O mito da alma gêmea

Por: Rafael Dall’Anese

Em meio à enxurrada de distopias que surgiram nos últimos tempos, O lagosta foge da fórmula que tem feito sucesso. Sem priorizar as cenas de ação, a obra do diretor grego Yorgos Lanthimos está centrada em diálogos subjetivos e personagens com emoções mecânicas. Tudo isso ajuda a compor o ambiente pretendido por Lanthimos.

Como uma boa narrativa distópica, o filme intensifica uma particularidade social específica a ponto de torná-la caricata. No caso, os relacionamentos. A sociedade retratada no longa força seus indivíduos a encontrarem o par ideal. É proibido ser solteiro.
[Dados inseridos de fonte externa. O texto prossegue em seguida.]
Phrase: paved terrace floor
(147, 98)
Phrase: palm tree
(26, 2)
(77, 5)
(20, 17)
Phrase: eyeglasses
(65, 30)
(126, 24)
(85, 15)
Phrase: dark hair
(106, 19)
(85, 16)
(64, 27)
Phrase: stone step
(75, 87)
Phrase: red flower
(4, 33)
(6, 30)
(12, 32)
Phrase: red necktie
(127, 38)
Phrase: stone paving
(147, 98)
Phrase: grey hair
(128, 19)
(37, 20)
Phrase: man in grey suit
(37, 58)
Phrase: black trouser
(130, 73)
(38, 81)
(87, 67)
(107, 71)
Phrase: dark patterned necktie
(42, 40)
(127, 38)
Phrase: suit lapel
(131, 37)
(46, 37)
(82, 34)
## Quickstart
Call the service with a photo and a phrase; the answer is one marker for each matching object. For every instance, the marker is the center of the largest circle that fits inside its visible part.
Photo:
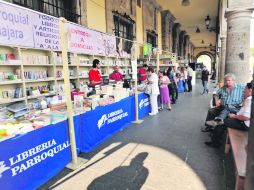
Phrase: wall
(96, 14)
(159, 31)
(122, 6)
(206, 51)
(139, 24)
(149, 7)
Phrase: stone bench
(237, 141)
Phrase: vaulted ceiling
(193, 16)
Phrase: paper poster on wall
(134, 69)
(86, 41)
(21, 27)
(46, 32)
(16, 26)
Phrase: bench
(237, 141)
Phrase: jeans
(235, 124)
(173, 90)
(154, 103)
(221, 112)
(189, 84)
(224, 113)
(185, 85)
(205, 85)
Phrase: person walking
(204, 78)
(142, 74)
(153, 81)
(164, 92)
(189, 76)
(172, 86)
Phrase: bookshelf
(33, 70)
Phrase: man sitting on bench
(228, 100)
(240, 120)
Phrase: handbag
(148, 89)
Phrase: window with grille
(57, 8)
(152, 38)
(139, 3)
(124, 26)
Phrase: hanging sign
(86, 41)
(16, 26)
(46, 32)
(22, 27)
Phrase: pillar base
(81, 162)
(138, 121)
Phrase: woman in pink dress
(164, 92)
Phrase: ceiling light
(185, 3)
(197, 30)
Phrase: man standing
(94, 74)
(204, 78)
(116, 75)
(142, 73)
(229, 98)
(189, 76)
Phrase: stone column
(222, 59)
(176, 32)
(181, 43)
(238, 43)
(186, 47)
(166, 19)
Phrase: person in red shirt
(116, 75)
(142, 73)
(94, 73)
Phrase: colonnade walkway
(166, 151)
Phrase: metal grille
(152, 39)
(124, 29)
(57, 8)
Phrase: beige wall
(197, 51)
(139, 25)
(122, 6)
(149, 7)
(159, 31)
(96, 14)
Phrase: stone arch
(211, 55)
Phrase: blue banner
(76, 121)
(101, 123)
(28, 161)
(180, 86)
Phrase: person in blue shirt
(228, 100)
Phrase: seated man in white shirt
(240, 120)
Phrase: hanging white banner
(86, 41)
(22, 27)
(46, 32)
(15, 27)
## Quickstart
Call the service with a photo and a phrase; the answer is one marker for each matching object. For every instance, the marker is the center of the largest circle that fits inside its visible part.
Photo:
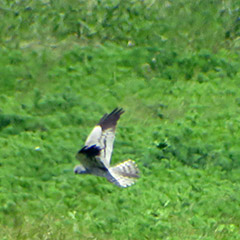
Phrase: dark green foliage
(172, 65)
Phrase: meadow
(174, 66)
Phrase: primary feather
(96, 154)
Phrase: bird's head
(79, 169)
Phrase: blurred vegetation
(172, 65)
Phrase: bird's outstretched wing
(103, 135)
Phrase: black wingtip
(90, 151)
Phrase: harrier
(96, 154)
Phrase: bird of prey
(96, 154)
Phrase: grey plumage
(96, 154)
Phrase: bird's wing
(108, 124)
(103, 134)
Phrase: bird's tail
(124, 174)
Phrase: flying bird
(95, 156)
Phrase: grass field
(173, 66)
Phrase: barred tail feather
(124, 174)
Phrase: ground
(172, 65)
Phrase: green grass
(174, 68)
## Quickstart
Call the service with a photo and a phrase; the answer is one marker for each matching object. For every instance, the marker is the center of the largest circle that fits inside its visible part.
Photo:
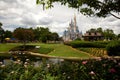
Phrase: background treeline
(39, 34)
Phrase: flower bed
(99, 52)
(91, 69)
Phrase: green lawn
(6, 47)
(59, 50)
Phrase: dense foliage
(100, 8)
(32, 48)
(95, 69)
(113, 48)
(99, 52)
(87, 44)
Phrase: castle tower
(75, 23)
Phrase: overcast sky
(25, 13)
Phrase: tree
(100, 8)
(109, 34)
(54, 36)
(1, 33)
(24, 35)
(8, 34)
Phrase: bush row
(87, 44)
(99, 52)
(98, 69)
(112, 47)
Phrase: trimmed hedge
(113, 48)
(86, 44)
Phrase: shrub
(113, 48)
(91, 69)
(86, 44)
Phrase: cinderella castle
(72, 31)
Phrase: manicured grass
(6, 47)
(66, 51)
(58, 50)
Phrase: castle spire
(75, 25)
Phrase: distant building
(93, 36)
(72, 31)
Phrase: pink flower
(84, 62)
(112, 70)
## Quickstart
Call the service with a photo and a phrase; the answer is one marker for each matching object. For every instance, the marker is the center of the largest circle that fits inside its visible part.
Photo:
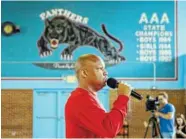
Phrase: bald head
(86, 61)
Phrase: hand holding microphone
(123, 88)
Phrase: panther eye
(59, 31)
A história se desenvolve lentamente, mostrando cada detalhe do habitat local. A lentidão é proposital e auxilia no humor ácido que beira o absurdo e o politicamente incorreto.
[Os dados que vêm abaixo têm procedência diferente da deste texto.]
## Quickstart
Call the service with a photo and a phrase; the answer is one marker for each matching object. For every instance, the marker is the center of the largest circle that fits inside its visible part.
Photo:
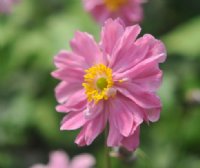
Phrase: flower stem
(107, 151)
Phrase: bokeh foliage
(29, 125)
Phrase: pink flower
(6, 5)
(130, 11)
(59, 159)
(113, 82)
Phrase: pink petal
(126, 53)
(73, 121)
(149, 79)
(111, 33)
(85, 46)
(143, 99)
(69, 74)
(80, 139)
(65, 90)
(114, 137)
(132, 142)
(83, 161)
(93, 109)
(156, 47)
(153, 115)
(91, 130)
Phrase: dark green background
(29, 125)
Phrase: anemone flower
(130, 11)
(111, 84)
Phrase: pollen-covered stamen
(98, 83)
(101, 83)
(114, 5)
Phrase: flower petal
(73, 121)
(143, 99)
(125, 48)
(64, 90)
(123, 115)
(111, 33)
(69, 74)
(93, 109)
(114, 137)
(68, 59)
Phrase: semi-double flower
(110, 84)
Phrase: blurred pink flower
(130, 11)
(59, 159)
(111, 82)
(6, 5)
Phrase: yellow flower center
(114, 5)
(98, 83)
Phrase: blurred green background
(29, 125)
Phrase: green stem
(107, 152)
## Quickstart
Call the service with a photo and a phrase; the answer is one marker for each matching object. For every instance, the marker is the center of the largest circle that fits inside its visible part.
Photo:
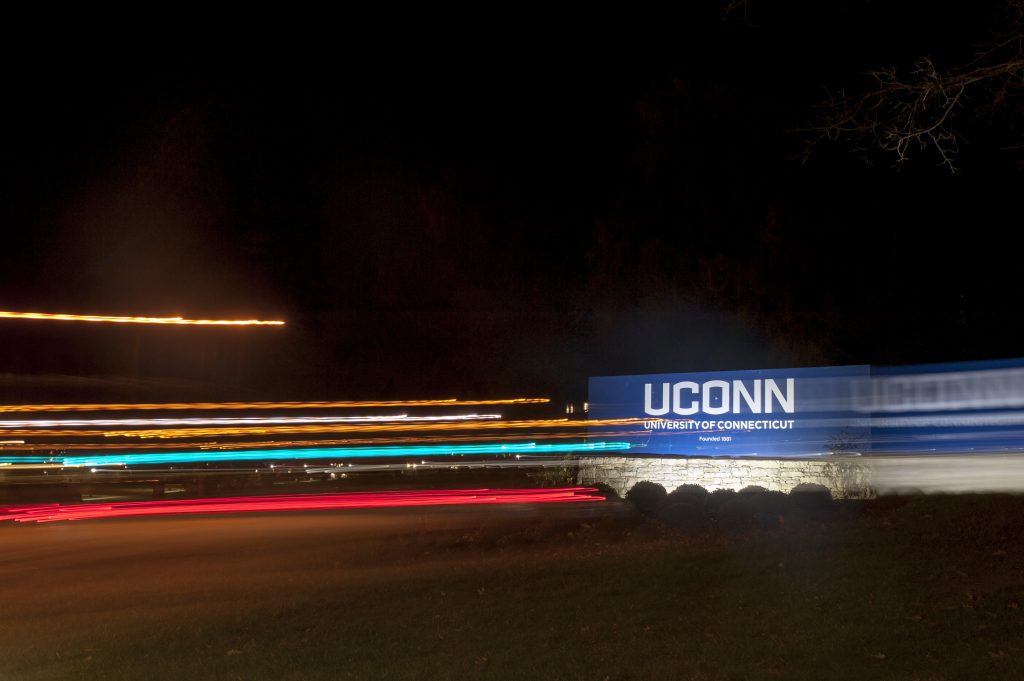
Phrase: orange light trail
(47, 316)
(269, 444)
(168, 433)
(261, 406)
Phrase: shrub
(690, 494)
(646, 497)
(604, 490)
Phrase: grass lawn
(897, 588)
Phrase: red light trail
(53, 512)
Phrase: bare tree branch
(922, 111)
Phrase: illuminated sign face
(771, 413)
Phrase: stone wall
(844, 476)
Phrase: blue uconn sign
(769, 413)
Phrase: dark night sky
(496, 215)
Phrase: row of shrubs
(692, 508)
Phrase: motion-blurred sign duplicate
(963, 408)
(769, 413)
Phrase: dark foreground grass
(922, 589)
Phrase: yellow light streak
(8, 409)
(45, 449)
(47, 316)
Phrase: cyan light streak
(130, 459)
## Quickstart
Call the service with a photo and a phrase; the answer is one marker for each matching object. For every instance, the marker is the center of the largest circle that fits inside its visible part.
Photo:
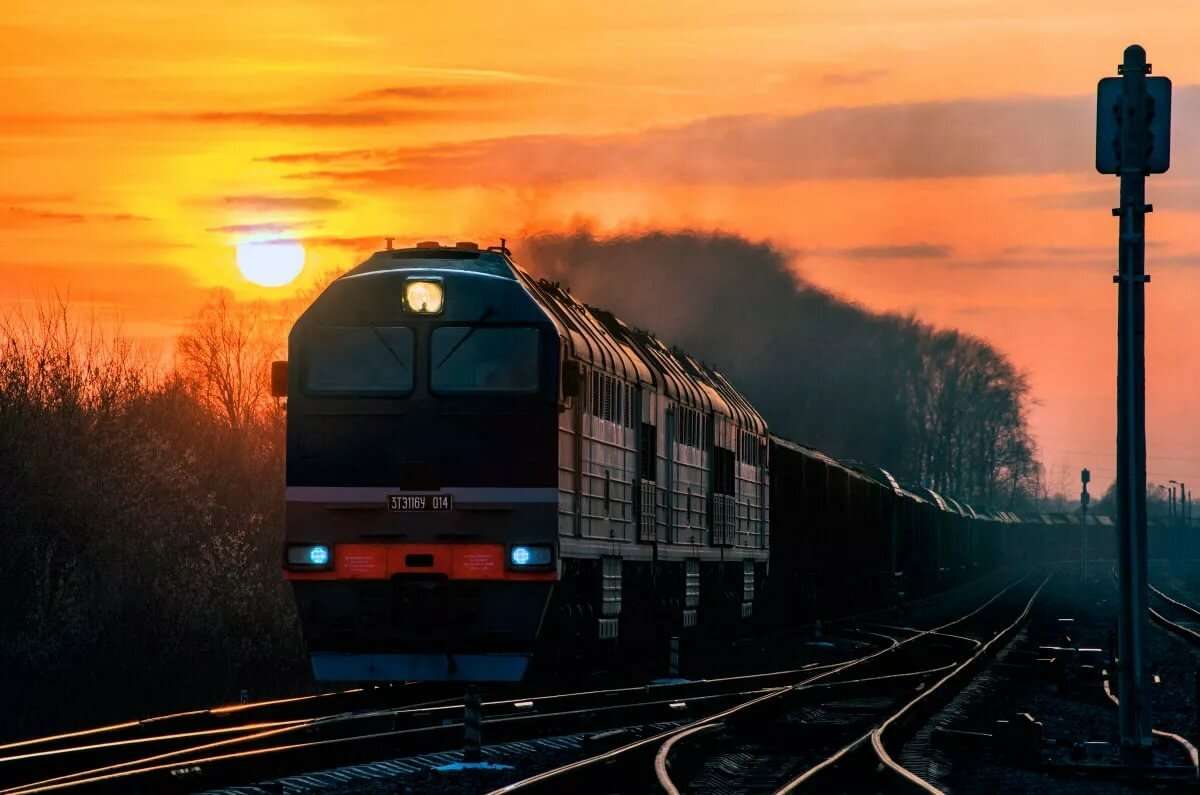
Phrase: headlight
(526, 556)
(424, 297)
(310, 556)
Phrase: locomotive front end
(421, 470)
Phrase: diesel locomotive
(484, 472)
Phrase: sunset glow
(928, 156)
(270, 263)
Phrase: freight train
(484, 473)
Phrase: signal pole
(1133, 139)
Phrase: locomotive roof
(593, 335)
(599, 338)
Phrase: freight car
(484, 474)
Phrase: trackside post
(1132, 141)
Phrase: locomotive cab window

A obra faz uma crítica a velocidade e a forma como os relacionamentos são construídos. Como seria possível criar laços entre duas pessoas em pouco tempo? Mesmo assim, pela lei, os solteiros são obrigados a achar um companheiro em 45 dias. Isso torna as relações artificiais e faz com que sejam priorizados atributos superficiais em vez da troca de experiências – o que fica claro pelos diálogos e pela interação entre personagens.

Além disso, as relações entre os personagens são baseadas em características específicas, e não na construção de sintonia entre os indivíduos. Dessa maneira Lanthimos acaba por espelhar os nossos próprios relacionamentos modernos, que são construídos a partir de certas afinidades e do mito da alma gêmea.